The results showed that the hourly mean drug consumption in the Paracetamol group was significantly lower as compared with the Placebo group (7.03 ml/hr, SD 0.83 vs. 8.12 ml/hr, SD 1.34; p < 0.001). The mean number of boluses taken were also significantly less in the paracetamol group (1.00, SD 0.93 vs. 1.43, SD 0.90; p = 0.036).

The authors concluded that use of 1000 mg I.V. paracetamol decreases the mean hourly drug consumption through epidural route. Thus I.V. paracetamol is a safe and effective adjunct to PCEA in labour analgesia.

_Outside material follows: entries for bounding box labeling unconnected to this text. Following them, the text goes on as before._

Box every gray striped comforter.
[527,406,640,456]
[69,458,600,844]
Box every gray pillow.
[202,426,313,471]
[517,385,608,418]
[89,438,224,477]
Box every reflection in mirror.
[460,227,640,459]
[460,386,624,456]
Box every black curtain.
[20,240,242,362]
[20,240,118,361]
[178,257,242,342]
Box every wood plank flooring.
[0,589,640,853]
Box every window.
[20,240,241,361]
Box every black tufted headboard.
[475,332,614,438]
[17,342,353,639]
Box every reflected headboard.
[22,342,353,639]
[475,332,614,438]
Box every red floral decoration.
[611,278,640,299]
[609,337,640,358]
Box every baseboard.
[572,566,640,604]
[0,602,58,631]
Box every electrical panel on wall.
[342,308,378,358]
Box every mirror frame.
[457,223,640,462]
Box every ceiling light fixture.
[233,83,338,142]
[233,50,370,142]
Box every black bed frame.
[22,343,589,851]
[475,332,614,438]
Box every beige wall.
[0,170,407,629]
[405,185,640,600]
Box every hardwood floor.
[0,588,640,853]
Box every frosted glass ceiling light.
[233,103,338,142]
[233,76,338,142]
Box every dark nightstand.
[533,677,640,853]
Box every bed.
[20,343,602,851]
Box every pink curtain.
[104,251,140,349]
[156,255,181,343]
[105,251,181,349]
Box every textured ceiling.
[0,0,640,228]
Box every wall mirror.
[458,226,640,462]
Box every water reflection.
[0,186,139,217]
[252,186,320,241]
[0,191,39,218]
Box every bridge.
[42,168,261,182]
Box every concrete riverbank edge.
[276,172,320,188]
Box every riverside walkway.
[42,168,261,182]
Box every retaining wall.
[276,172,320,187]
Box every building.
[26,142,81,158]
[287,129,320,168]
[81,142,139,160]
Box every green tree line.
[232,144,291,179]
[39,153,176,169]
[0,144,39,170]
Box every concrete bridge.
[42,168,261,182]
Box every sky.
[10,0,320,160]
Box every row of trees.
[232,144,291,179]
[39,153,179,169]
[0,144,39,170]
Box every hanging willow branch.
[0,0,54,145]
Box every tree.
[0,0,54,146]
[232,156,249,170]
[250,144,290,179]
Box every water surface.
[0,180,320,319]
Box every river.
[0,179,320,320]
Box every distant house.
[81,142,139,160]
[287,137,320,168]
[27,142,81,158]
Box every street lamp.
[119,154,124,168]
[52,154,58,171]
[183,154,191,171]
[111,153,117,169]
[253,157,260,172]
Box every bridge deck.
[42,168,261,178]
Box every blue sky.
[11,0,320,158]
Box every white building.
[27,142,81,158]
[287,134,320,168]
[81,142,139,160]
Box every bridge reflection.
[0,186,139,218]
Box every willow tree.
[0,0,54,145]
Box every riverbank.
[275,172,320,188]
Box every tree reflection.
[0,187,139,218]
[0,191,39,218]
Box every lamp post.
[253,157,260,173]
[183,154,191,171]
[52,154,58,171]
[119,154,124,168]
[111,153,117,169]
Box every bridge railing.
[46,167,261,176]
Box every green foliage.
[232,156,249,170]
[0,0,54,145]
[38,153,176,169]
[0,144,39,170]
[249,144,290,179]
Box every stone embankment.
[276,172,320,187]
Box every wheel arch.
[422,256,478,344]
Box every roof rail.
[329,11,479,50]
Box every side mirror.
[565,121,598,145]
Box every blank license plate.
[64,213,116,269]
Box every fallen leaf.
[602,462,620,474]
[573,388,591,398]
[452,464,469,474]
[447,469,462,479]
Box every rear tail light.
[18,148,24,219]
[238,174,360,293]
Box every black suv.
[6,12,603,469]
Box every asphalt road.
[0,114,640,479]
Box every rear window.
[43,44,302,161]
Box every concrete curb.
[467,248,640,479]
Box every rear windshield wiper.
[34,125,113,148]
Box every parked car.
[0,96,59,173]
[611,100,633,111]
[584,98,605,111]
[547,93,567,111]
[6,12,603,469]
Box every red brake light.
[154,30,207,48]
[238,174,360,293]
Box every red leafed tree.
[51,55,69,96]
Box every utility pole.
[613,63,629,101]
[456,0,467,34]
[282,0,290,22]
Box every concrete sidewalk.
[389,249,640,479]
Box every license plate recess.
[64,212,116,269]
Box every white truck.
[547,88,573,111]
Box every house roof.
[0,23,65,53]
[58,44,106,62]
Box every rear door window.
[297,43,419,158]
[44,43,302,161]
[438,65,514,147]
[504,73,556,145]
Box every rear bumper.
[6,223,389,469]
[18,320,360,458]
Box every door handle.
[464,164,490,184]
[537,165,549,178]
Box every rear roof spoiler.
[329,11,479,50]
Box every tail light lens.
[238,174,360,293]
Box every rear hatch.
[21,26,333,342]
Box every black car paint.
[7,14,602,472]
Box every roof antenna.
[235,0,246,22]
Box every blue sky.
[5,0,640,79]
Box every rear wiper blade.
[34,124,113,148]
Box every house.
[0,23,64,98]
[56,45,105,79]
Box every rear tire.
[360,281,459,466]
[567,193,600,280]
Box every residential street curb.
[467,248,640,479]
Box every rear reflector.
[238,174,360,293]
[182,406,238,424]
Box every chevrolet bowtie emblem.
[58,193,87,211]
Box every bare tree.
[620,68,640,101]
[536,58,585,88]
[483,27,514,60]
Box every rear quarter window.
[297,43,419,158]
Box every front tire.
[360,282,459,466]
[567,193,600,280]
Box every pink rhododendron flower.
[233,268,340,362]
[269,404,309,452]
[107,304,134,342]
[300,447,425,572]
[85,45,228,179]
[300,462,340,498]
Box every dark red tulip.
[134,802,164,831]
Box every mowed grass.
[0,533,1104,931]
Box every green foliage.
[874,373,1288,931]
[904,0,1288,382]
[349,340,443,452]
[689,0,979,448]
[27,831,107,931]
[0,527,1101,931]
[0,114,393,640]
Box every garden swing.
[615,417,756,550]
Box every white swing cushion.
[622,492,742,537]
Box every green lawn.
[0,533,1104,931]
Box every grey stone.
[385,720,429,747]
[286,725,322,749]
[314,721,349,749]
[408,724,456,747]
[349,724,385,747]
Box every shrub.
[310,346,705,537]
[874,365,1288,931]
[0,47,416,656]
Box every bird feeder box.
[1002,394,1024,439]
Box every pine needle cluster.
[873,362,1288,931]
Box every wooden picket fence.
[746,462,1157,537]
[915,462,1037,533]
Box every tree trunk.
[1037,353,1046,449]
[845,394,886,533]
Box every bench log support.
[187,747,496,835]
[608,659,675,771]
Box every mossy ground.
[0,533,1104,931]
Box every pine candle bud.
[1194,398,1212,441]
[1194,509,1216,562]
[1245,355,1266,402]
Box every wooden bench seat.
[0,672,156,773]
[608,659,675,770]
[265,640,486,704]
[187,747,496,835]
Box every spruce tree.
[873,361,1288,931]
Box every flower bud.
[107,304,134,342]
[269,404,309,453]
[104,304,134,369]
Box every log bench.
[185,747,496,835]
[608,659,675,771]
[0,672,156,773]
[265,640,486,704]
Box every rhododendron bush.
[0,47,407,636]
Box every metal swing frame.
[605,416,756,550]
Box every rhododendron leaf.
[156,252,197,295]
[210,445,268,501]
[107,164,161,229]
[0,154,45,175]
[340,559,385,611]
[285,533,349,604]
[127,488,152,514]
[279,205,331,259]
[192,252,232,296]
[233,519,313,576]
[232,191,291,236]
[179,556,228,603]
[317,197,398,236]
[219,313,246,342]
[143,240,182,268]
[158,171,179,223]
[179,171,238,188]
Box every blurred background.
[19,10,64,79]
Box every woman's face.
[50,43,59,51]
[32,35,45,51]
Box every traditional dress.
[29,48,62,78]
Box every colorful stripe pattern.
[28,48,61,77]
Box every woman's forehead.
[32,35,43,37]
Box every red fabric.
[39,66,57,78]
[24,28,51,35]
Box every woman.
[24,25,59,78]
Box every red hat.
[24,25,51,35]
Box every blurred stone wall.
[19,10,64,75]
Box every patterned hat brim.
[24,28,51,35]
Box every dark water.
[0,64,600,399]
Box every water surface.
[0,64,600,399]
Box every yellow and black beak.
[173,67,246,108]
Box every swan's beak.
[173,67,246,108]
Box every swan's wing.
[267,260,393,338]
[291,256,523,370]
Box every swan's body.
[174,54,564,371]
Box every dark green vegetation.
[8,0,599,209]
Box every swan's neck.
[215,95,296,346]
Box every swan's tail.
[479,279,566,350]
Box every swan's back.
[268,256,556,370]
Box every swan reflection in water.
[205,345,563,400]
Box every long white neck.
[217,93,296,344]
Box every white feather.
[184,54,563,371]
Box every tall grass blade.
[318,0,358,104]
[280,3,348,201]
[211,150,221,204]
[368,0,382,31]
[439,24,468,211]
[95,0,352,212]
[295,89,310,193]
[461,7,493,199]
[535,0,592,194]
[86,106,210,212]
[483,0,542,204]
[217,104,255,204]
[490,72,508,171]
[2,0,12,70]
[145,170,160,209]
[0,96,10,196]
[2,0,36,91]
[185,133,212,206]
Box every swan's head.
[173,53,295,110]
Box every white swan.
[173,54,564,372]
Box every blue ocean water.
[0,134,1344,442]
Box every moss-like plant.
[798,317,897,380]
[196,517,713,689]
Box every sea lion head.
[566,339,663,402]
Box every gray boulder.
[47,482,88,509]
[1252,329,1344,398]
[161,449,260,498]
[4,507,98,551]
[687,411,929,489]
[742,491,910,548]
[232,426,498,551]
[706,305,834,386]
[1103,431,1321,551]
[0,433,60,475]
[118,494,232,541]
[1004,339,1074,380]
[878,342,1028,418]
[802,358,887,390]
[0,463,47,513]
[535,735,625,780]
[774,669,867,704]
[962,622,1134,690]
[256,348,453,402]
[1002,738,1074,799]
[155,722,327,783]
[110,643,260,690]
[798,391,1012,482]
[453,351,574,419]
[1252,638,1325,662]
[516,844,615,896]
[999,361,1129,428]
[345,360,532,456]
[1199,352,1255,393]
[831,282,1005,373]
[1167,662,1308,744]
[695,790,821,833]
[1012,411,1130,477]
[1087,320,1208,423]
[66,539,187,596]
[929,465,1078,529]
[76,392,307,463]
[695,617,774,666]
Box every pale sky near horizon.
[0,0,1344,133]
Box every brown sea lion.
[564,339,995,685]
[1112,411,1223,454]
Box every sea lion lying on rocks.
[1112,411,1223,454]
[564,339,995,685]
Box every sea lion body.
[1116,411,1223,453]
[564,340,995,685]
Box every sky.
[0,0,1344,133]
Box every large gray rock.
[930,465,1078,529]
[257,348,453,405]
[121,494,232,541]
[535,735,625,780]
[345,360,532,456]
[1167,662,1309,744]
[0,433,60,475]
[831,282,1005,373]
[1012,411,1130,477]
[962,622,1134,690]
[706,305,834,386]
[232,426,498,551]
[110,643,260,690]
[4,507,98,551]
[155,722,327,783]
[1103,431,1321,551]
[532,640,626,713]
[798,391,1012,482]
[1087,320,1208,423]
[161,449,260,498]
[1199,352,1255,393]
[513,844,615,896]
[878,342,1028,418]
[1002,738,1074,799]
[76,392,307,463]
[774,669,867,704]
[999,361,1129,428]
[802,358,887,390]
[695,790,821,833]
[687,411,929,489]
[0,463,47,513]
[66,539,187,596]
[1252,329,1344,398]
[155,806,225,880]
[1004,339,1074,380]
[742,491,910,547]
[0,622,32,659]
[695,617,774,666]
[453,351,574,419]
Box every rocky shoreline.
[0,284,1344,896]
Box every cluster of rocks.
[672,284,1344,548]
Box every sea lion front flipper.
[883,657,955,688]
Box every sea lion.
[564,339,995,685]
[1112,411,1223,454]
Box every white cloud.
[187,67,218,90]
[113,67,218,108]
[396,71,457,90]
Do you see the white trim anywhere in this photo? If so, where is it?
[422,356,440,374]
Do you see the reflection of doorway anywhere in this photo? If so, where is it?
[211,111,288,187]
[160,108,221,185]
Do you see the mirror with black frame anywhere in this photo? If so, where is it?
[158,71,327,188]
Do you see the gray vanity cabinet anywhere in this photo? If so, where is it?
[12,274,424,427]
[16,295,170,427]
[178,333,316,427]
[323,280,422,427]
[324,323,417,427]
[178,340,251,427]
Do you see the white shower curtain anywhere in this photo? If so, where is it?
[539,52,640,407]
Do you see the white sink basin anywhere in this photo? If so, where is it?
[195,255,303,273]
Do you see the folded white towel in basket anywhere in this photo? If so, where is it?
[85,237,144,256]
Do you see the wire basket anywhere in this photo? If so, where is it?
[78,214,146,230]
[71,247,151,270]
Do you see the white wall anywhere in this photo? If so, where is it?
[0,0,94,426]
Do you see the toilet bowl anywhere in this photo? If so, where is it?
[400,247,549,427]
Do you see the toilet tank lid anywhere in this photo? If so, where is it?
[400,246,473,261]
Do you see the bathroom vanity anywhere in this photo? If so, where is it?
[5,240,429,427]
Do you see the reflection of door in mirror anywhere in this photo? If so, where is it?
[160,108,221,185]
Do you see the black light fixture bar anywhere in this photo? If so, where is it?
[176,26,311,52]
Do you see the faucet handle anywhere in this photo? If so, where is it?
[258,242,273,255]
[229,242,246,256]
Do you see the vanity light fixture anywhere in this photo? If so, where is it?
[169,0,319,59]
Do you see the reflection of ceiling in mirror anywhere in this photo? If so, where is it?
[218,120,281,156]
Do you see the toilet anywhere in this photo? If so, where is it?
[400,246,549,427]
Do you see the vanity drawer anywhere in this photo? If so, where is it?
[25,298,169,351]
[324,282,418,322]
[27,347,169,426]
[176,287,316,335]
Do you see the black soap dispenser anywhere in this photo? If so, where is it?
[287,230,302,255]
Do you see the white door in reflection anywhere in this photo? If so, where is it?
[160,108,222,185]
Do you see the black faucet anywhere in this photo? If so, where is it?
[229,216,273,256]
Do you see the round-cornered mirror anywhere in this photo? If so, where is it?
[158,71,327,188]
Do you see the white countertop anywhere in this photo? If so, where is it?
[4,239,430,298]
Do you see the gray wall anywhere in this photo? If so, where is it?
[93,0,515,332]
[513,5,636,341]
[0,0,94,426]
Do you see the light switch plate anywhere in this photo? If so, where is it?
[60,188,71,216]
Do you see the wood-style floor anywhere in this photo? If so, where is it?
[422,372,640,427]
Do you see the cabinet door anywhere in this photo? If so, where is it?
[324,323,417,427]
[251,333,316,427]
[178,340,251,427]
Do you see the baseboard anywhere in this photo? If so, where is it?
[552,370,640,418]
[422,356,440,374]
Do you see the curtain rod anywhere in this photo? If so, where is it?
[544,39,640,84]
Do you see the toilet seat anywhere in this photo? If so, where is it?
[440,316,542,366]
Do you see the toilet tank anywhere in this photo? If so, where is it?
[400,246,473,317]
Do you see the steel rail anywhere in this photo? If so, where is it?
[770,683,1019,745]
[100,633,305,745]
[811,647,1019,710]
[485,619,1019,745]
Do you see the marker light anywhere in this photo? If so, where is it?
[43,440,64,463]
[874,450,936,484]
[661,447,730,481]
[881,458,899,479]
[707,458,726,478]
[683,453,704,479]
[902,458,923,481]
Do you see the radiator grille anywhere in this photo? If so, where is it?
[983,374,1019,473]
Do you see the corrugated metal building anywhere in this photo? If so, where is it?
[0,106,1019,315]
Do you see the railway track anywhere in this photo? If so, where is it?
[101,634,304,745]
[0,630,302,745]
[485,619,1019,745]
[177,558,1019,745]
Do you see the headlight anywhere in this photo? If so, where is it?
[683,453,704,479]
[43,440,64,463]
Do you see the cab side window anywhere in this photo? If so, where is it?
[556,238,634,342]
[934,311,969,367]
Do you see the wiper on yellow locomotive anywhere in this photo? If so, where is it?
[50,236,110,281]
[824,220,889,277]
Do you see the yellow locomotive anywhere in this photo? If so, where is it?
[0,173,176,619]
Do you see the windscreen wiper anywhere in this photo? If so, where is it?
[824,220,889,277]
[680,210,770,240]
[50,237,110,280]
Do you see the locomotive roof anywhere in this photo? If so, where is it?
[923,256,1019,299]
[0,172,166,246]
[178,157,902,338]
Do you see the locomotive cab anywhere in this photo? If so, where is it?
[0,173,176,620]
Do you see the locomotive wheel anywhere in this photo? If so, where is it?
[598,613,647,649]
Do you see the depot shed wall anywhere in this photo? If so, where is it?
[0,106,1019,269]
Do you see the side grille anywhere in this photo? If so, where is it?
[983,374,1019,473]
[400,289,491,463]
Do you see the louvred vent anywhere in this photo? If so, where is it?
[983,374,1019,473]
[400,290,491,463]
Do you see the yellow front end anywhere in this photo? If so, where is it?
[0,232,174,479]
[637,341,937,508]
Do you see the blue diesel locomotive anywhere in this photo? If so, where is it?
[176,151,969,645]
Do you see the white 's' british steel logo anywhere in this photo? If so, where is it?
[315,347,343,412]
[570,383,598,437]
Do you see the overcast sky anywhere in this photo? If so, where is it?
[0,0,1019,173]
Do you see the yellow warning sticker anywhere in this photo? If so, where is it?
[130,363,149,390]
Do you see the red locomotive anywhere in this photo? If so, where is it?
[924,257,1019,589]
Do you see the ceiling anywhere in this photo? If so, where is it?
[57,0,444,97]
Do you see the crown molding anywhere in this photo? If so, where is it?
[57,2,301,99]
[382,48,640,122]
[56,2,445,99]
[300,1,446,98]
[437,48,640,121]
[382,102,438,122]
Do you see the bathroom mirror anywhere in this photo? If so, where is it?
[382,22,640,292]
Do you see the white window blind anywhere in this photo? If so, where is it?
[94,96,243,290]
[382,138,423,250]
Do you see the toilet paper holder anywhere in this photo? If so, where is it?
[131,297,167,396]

The paper did not publish data on the duration of labour. Therefore it was unclear whether additional doses of paracetamol should have been given and therefore if the participants were under dosed. The difference in effect between the two groups equates to one extra patient controlled bolus demand every 5 hours, therefore depending on the duration of labour this effect seems very small. Another potential drawback of the study was that it only considered parturients at term which potentially decreases its generalised application to all patients in a labour ward.

Overall, this was a well-planned study but while the reduction in hourly mean drug consumption was statistically significant the effects did not appear to have any clinical significance.